Internally the JSON types are mapped as following:
| JSON | `jsonwalk.NodeValueType` | `go` type |
| --------- | ------------------------ | ------------------------ |
| `null` | `Nil` | `nil` |
| `boolean` | `Bool` | `bool` |
| `string` | `String` | `string` |
| `number` | `Float64` | `float64` |
| `array` | `Array` | `[]interface{}` |
| `object` | `Map` | `map[string]interface{}` |
For every discovered node it calls provided callback, which is accepted in a form of the `WalkCallback` interface.
The callback receives the discovered key, value and node type as `jsonwalk.NodeValueType` for any logic to be preformed based on the already known type assertion.
Map keys, as always, will be discovered in an unpredictable order so if any action depends on the order of such values, it should be made in a separate `Walk`.

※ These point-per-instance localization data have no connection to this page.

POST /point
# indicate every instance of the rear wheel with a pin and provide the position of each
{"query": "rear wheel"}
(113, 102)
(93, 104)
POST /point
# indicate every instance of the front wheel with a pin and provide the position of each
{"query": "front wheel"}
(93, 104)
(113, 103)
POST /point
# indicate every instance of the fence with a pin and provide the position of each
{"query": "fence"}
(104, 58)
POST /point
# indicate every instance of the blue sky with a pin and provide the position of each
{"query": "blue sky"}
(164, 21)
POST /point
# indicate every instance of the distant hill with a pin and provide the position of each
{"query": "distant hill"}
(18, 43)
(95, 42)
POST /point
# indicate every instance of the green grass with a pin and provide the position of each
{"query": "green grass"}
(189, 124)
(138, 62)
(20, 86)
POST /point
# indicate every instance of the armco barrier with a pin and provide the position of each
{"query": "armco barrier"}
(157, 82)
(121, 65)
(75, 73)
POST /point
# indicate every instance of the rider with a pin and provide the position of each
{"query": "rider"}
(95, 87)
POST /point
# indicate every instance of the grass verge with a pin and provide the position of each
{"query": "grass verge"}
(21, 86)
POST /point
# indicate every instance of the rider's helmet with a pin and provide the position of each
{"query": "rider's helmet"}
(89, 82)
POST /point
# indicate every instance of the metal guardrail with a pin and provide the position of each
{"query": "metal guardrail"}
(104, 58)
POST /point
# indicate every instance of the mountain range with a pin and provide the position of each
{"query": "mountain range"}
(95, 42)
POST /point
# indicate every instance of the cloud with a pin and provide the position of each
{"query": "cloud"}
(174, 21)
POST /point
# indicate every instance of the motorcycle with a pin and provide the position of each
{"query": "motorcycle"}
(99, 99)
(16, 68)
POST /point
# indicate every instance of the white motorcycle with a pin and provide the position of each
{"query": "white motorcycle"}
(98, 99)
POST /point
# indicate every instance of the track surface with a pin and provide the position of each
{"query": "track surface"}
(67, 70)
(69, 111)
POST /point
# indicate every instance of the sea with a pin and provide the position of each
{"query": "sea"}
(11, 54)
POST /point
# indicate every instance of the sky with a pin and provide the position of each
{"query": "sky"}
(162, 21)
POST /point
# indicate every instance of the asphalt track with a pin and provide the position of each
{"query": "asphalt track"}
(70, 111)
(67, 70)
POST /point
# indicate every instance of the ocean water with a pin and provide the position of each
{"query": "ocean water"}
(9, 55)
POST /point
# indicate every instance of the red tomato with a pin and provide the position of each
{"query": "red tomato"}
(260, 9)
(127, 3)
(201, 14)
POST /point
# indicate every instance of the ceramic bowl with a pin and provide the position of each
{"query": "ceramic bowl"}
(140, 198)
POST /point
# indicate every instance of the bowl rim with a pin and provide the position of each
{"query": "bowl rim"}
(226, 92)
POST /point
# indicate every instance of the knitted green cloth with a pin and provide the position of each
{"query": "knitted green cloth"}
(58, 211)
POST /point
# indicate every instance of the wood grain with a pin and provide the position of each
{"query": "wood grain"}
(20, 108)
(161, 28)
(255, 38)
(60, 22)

Quick example of printing a JSON structure with values:
```go
var f interface{}
err := json.Unmarshal([]byte(src), &f)
if err != nil {
return // deal with error
}
jsonwalk.Walk(&f, jsonwalk.Print{})
```
This built-in `Print{}` struct returns an implementation of the `WalkCallback`. To quickly provide a custom callback there's a `Callback` wrapper that accepts the callback function.
Look into `examples` folder for inspiration.